You can override the profile in custom blueprints:
id: build-review
retry:
profile: strictOr set per-step overrides:
- id: lint
type: deterministic
action: run_quality_gates
retry:
max_attempts: 3
on_exhausted: ask_human
on_fail: build
max_fix_iterations: 5What You See
In tack watch
Recovery events appear in the live stream:
18:16:38 [stream-1] quality_gate_failure -> rerun_previous_agent (1/4)
18:16:45 [stream-1] recovery attempt: builder rerun with gate context
18:16:52 [stream-1] lint passed ✓When retries exhaust:
18:16:52 [stream-1] recovery blocked: retry budget exhausted; awaiting human guidanceIn tack mail <agent-name>
Blocked recovery sends an escalation to the relevant agent mailbox:
tack mail builder-stream-1This shows the failure details, the recovery attempts that were tried, and space for your guidance.
Sending Guidance
When a run is blocked, you can send guidance to unblock it:
tack mail send builder-stream-1 "Guidance" "Check the import paths — the module moved to src/lib/" --objective <id>Tack attaches your guidance to the next recovery attempt and resumes the run.
Fix Loops vs Recovery
There are two related but distinct mechanisms:
Fix loops are blueprint-level cycles. When a quality gate fails, the on_fail: build directive sends the agent back to the builder step with the failure context. The max_fix_iterations field caps how many times this cycle runs.
Recovery is the durable ledger that records every attempt and can escalate to humans when automatic fixes are not working. Recovery wraps around fix loops — if the fix loop exhausts its iterations, recovery takes over and may block for human input.
In practice:
- Gate fails → fix loop sends agent back to builder (attempt 1)
- Gate fails again → fix loop sends agent back to builder (attempt 2)

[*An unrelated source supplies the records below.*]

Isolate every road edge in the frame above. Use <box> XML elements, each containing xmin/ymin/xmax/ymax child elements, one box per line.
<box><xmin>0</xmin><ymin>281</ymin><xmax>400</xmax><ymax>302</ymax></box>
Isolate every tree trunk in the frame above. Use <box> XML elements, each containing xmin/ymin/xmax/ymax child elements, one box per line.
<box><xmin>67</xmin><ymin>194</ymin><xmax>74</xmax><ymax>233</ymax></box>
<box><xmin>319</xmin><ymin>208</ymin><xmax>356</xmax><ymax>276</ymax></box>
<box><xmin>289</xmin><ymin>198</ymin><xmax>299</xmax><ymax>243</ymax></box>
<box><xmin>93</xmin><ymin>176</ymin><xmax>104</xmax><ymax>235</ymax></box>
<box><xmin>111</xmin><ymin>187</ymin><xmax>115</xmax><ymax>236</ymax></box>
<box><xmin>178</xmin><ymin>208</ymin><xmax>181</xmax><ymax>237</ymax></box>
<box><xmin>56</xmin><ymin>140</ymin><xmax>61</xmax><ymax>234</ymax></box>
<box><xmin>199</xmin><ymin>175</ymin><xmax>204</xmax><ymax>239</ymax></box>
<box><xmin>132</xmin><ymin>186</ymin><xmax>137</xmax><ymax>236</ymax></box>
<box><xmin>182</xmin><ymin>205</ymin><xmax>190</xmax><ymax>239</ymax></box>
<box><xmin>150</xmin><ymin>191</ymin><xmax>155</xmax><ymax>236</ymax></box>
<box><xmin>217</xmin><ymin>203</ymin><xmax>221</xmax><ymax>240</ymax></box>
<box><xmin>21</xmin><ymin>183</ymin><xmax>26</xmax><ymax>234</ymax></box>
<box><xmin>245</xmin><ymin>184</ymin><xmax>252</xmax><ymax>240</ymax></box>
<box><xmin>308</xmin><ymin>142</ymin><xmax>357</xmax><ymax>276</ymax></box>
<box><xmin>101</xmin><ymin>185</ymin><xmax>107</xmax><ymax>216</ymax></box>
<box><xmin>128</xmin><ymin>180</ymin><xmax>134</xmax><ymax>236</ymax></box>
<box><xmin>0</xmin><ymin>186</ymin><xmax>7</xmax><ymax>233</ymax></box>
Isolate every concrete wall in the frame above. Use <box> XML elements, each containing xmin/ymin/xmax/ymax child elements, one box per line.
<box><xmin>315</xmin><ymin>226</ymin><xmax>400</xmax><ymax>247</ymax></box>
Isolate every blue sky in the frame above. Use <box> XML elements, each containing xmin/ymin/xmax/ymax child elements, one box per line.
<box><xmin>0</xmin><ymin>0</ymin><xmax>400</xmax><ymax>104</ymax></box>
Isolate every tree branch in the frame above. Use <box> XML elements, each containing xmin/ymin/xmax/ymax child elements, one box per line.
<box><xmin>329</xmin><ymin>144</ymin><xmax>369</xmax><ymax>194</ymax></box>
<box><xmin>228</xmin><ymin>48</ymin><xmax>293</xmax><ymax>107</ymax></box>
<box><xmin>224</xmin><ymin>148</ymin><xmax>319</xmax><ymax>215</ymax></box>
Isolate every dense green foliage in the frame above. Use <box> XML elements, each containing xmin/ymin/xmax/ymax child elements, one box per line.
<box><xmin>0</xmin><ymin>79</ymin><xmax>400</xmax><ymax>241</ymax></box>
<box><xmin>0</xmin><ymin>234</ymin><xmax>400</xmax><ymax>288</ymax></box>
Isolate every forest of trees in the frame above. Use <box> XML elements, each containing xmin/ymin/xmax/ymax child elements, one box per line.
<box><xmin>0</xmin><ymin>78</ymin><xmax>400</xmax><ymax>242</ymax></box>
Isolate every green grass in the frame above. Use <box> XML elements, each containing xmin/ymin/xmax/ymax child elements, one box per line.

- Fix loop exhausted → recovery ledger records the failure
- Recovery may retry the whole step or block for human guidance
Exhaustion Modes
When all automatic recovery is exhausted, the blueprint defines what happens next:
| Mode | Behavior |
|---|---|
ask_human | Run blocks. You receive an escalation and can send guidance to resume. |
escalate | Run is marked as needing attention but continues trying other streams. |
fail | Stream is marked as permanently failed. |
Recovery After Daemon Restart
Recovery state is persisted to the database, not held in memory. If the daemon restarts:
- Active runs are reconciled against their last known state
- In-flight agent executions are requeued
- Blocked runs remain blocked with their full context intact
- You can resume by sending guidance via
tack mail send
No recovery context is lost on restart.
Objective-Level Outcomes
When recovery plays out across all streams, the objective ends in one of these states:
| State | Meaning |
|---|---|
completed | All streams succeeded and merged |
partial | Some streams succeeded, some failed. Merged streams are preserved. |
failed | All streams failed or the run could not proceed |
blocked | One or more streams are blocked waiting for human guidance |
For partial objectives, preserve the merged work and create a follow-up objective for the remaining work. For blocked objectives, send guidance to unblock.